Francisco Rovira y Escuder
Francisco Rovira y Escuder
| |
|---|---|
| Cardeal da Santa Igreja Romana | |
| Ordenação e nomeação | |
| Cardinalato | |
| Criação | 27 de julho de 1429 por Papa de Peníscola Clemente VIII |
| Ordem | Cardeal-presbítero |
| Dados pessoais | |
| Nascimento | Morella 1375 |
| Morte | Valência 22 de novembro de 1450 (75 anos) |
| Nacionalidade | valenciano |
| Cardeais Categoria:Hierarquia católica Projeto Catolicismo | |
Francisco Rovira y Escuder (Morella, 1375 - Valência, 22 de novembro de 1450) foi um pseudocardeal valenciano, um dos dois criados pelo Papa de Peníscola Clemente VIII.
Biografia
Filho de Francisco Rovira e sua esposa, cujo primeiro nome não é conhecido e seu sobrenome era Escuder. Fez seus estudos iniciais no convento de São Francisco de Morella, onde seu tio, padre Bartolomé Rovira, era o guardião do convento. Estudou gramática e lógica em Studi de la Vila de Morella, que dependia dos generais Studis de Lleiva; depois fez os estudos eclesiásticos no claustro da catedral de Tortosa. Em 1394, ele foi para a Universidade de Montpellier para estudar Decretos (direito canônico) e obteve um bacharelado; em 1410/411, obteve o doutorado em Decretos na Universidade de Perpignan, onde o pseudocardeal Juan Martínez de Murillo, O.Cis., impôs-lhe as insígnias de doutorado.[1]
Entre suas funções, foi promotor de negócios na Coroa de Aragão, cônego do capítulo da catedral de Maiorca, secretário do Papa de Avinhão Bento XIII e agente confidencial do rei Afonso V de Aragão.[1]
Foi criado cardeal no consistório de 27 de julho de 1429, o único do Papa de Peníscola Clemente VIII e recebeu o titulus de São Clemente. Nesse mesmo dia, Clemente VIII revogou todas as condenações ele havia emitido contra o Papa Martinho V e o reabilitou para ser eleito papa.
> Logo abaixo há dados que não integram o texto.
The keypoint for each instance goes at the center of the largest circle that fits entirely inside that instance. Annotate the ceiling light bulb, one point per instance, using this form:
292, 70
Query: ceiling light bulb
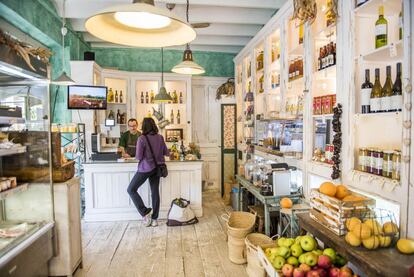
142, 20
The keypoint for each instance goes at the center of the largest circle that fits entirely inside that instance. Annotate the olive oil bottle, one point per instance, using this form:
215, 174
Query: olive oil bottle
396, 98
366, 89
375, 101
381, 29
386, 92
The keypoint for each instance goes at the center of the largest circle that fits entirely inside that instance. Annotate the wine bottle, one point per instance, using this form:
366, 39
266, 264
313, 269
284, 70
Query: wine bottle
366, 89
381, 29
375, 100
400, 23
396, 98
178, 117
386, 92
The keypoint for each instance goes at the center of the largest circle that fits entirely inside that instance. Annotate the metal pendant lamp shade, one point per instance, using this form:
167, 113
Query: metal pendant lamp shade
188, 66
162, 96
140, 24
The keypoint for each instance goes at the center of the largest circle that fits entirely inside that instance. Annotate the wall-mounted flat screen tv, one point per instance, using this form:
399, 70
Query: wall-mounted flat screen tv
87, 97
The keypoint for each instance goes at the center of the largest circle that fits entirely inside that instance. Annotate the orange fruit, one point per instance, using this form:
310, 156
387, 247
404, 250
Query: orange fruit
328, 188
286, 203
342, 192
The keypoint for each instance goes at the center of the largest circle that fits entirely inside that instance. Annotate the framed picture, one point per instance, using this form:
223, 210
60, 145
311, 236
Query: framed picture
173, 135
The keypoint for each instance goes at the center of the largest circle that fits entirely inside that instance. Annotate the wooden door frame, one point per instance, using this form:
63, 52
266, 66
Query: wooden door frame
223, 151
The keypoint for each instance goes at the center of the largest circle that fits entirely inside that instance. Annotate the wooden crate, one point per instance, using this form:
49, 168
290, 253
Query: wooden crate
332, 212
64, 173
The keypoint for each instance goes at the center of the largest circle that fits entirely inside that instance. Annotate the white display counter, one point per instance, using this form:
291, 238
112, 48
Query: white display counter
107, 199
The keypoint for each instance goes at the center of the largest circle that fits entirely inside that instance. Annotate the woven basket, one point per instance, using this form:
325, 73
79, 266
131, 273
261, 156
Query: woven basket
239, 224
253, 241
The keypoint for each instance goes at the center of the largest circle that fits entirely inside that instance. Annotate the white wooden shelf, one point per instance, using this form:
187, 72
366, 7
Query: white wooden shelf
12, 151
370, 8
383, 54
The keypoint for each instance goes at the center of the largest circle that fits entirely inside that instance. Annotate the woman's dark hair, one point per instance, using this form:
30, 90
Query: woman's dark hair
149, 127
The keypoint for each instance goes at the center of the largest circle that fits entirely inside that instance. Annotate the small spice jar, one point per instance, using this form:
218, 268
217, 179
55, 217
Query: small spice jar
378, 156
387, 164
396, 165
362, 159
371, 161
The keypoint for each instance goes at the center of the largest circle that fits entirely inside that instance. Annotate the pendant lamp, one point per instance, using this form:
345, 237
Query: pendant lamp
140, 24
63, 79
162, 95
188, 66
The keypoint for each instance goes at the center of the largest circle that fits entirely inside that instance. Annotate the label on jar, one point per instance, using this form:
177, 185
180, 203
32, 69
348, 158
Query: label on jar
396, 102
375, 104
386, 103
365, 96
381, 30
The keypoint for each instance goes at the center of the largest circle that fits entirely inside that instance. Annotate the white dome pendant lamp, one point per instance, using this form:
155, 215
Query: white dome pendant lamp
63, 79
188, 66
140, 24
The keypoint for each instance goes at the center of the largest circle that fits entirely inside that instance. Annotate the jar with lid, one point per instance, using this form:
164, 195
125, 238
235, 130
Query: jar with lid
362, 159
396, 165
387, 164
378, 155
371, 161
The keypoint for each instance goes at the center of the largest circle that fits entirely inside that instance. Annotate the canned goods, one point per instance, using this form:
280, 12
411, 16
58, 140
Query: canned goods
387, 164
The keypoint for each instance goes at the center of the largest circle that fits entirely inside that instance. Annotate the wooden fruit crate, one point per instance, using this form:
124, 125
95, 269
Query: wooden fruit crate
333, 213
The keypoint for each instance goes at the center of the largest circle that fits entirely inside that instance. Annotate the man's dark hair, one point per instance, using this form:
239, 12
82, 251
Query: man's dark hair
149, 126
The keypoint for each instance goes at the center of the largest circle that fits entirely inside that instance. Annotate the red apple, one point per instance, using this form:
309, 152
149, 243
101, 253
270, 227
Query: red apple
287, 270
297, 272
324, 261
305, 268
334, 272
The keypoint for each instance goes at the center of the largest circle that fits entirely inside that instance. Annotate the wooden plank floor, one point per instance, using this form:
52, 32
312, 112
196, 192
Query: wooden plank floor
128, 249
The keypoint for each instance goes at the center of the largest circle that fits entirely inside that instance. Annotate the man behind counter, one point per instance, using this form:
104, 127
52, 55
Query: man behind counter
128, 141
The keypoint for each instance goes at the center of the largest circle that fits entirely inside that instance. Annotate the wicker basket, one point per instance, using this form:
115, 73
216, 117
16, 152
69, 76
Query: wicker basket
239, 224
253, 242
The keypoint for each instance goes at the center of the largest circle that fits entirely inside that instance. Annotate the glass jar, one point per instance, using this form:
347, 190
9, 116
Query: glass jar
396, 165
378, 156
362, 159
387, 164
371, 161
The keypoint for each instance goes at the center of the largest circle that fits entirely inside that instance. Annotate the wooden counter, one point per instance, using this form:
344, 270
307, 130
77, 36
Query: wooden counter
385, 262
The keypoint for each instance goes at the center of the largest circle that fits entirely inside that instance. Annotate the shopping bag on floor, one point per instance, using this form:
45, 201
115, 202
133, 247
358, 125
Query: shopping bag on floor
180, 213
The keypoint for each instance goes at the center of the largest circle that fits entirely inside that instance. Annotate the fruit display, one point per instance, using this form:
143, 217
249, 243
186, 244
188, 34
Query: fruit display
300, 257
370, 233
333, 204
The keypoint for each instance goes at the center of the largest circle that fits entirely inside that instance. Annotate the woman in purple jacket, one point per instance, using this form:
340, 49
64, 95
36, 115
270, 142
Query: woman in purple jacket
147, 170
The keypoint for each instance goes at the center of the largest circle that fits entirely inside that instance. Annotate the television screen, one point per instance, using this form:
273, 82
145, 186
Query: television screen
87, 97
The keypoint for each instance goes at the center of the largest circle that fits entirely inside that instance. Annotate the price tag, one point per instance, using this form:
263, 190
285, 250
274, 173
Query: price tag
393, 50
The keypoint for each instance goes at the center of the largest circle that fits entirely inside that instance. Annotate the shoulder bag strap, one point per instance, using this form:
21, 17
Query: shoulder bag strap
152, 152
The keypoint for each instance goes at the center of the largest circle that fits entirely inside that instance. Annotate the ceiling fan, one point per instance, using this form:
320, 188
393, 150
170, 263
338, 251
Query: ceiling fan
200, 25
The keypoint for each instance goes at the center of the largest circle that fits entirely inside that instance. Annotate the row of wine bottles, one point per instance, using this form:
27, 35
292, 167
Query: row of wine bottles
376, 98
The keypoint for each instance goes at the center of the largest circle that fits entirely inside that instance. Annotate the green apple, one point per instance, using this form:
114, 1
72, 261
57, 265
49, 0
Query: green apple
278, 262
293, 261
308, 243
281, 241
311, 259
283, 251
302, 258
296, 250
330, 253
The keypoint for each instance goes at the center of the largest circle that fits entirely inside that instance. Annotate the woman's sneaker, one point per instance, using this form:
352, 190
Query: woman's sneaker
147, 220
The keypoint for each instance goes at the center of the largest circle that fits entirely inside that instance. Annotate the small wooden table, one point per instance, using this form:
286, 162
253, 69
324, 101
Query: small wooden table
270, 203
385, 262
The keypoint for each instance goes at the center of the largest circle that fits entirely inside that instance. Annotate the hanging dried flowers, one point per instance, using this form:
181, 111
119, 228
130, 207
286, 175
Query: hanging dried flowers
24, 50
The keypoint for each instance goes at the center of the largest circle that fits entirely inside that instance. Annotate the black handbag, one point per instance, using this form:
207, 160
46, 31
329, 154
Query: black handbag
162, 170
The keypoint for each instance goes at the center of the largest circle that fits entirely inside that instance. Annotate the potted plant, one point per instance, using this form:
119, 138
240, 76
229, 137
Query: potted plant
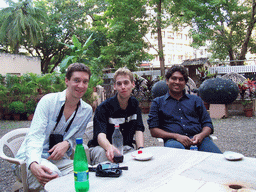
30, 107
17, 108
143, 91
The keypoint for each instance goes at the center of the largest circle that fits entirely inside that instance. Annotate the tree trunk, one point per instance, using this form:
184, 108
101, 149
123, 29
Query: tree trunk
160, 41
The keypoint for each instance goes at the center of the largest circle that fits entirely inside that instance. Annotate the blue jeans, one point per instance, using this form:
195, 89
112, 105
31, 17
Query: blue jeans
207, 145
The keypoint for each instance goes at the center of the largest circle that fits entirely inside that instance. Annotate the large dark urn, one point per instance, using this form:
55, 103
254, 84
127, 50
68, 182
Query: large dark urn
218, 91
159, 88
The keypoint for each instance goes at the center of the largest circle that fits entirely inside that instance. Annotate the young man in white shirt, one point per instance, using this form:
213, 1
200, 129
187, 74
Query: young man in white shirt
64, 114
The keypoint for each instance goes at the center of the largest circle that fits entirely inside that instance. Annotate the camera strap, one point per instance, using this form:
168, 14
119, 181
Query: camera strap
60, 115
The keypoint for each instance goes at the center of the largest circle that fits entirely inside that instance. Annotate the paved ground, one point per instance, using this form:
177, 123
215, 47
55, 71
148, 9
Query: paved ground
235, 133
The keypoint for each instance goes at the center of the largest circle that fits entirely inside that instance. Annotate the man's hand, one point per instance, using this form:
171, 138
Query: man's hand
110, 153
197, 139
42, 173
58, 150
184, 140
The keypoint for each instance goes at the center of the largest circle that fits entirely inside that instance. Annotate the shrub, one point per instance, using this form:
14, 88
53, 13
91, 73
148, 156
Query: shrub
17, 107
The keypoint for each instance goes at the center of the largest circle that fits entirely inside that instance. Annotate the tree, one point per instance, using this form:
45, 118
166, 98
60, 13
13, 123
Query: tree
65, 19
227, 25
20, 22
124, 23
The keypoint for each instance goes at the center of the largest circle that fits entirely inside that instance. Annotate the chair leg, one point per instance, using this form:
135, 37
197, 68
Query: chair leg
17, 186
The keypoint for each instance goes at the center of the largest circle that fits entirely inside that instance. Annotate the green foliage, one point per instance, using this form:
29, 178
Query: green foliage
30, 106
17, 107
218, 91
227, 25
143, 87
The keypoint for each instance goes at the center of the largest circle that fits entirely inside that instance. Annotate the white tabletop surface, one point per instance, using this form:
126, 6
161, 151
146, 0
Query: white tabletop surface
171, 170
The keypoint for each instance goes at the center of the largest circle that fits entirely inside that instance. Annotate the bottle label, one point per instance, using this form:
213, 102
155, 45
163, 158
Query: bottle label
81, 176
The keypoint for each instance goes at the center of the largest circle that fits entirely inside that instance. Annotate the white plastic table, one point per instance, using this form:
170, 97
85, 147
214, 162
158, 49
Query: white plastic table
171, 170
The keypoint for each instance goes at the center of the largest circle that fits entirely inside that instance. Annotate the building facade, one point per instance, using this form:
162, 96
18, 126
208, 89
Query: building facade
19, 64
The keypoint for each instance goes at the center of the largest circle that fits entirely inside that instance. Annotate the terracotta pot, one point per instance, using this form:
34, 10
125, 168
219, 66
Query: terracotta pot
248, 112
7, 116
145, 110
207, 105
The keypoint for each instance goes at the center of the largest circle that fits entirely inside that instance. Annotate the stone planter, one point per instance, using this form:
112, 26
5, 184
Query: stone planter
30, 117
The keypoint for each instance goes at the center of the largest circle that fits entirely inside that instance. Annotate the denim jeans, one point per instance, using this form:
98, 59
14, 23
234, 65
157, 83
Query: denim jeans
207, 145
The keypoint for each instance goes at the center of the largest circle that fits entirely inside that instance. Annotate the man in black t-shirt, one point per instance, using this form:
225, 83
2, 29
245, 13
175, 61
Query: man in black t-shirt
121, 108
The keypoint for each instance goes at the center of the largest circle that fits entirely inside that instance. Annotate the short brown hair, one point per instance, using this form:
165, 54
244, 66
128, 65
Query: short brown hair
178, 68
123, 71
77, 67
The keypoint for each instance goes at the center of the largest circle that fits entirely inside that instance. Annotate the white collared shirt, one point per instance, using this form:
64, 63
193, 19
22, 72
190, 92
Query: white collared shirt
36, 143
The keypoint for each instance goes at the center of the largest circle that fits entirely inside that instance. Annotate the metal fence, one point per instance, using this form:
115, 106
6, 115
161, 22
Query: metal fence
235, 69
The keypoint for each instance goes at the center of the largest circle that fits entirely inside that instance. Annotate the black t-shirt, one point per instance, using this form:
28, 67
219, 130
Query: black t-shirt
109, 112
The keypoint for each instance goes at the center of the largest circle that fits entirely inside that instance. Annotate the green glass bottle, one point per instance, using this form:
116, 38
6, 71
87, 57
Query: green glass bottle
81, 171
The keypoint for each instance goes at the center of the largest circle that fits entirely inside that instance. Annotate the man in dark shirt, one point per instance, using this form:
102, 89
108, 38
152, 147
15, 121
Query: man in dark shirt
181, 119
122, 109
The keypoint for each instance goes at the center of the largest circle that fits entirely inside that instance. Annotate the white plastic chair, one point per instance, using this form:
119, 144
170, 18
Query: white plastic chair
9, 146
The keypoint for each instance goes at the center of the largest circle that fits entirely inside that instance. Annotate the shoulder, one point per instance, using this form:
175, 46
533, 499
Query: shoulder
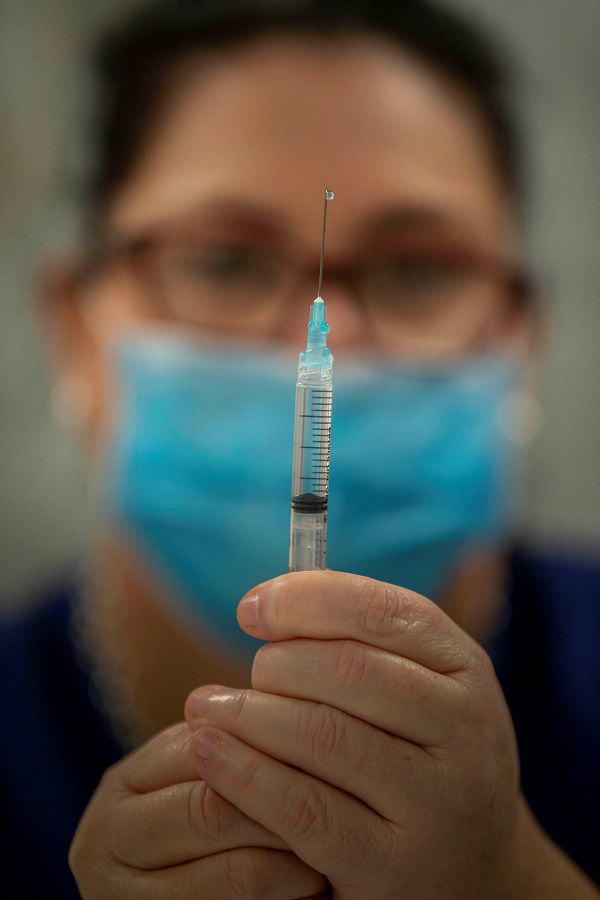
54, 744
552, 572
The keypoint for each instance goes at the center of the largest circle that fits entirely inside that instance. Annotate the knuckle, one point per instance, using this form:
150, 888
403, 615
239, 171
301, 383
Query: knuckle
386, 611
305, 814
209, 815
322, 731
246, 873
350, 663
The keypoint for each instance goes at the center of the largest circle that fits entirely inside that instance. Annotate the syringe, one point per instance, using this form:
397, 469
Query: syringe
312, 438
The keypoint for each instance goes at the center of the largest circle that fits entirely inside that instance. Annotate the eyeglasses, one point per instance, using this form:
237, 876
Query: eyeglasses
423, 293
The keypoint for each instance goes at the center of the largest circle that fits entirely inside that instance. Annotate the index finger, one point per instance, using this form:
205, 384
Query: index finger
334, 605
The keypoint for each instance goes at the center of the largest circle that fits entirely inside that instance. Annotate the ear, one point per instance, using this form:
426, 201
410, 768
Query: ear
73, 353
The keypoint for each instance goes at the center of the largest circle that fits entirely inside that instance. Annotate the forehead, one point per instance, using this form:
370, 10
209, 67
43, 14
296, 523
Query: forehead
270, 124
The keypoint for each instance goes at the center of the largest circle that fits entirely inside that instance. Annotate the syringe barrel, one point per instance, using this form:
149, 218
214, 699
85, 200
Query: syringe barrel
310, 471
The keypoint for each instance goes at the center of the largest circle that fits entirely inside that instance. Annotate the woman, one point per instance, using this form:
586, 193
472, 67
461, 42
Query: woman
374, 755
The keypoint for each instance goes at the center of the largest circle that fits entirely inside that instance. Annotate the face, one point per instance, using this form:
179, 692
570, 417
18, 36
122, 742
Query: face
229, 190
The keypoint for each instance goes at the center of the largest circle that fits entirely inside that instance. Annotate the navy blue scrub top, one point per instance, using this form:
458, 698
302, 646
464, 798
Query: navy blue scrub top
55, 744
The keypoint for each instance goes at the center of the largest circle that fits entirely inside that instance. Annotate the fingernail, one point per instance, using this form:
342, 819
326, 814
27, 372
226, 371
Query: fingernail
248, 611
199, 699
206, 741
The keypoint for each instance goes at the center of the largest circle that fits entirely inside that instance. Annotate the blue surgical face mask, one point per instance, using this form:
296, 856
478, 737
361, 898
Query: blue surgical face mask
198, 475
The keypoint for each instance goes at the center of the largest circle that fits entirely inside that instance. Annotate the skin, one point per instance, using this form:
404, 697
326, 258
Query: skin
374, 729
Imediatamente depois, o antipapa abdicou e perguntou aos três pseudocardeais presentes (Julián Lobera y Valtierra, Gil Sánchez Muñoz, el joven e Rovira) para eleger um pastor aceitável a Deus e ao povo cristão.[2] Os pseudocardeais pediram uma local para realizar o conclave; depois de ouvir a Missa do Espírito Santo, eles elegeram por unanimidade o cardeal Oddone Colonna, a quem chamaram de Martinho V. Isso ocorre porque o antipapa e o os pseudocardeais não aceitaram a eleição do Conclave de 1417 do cardeal Oddone Colonna, que havia adotado o nome de Martinho V. Em 14 de agosto de 1429, o ex-antipapa e três pseudocardeais fizeram o juramento de obediência ao papa e foram absolvidos e admitidos na igreja pelo cardeal legado Pierre de Foix, O.F.M. No dia seguinte, os três pseudocardeais apresentaram sua resignação às respectivas dignidades.[1]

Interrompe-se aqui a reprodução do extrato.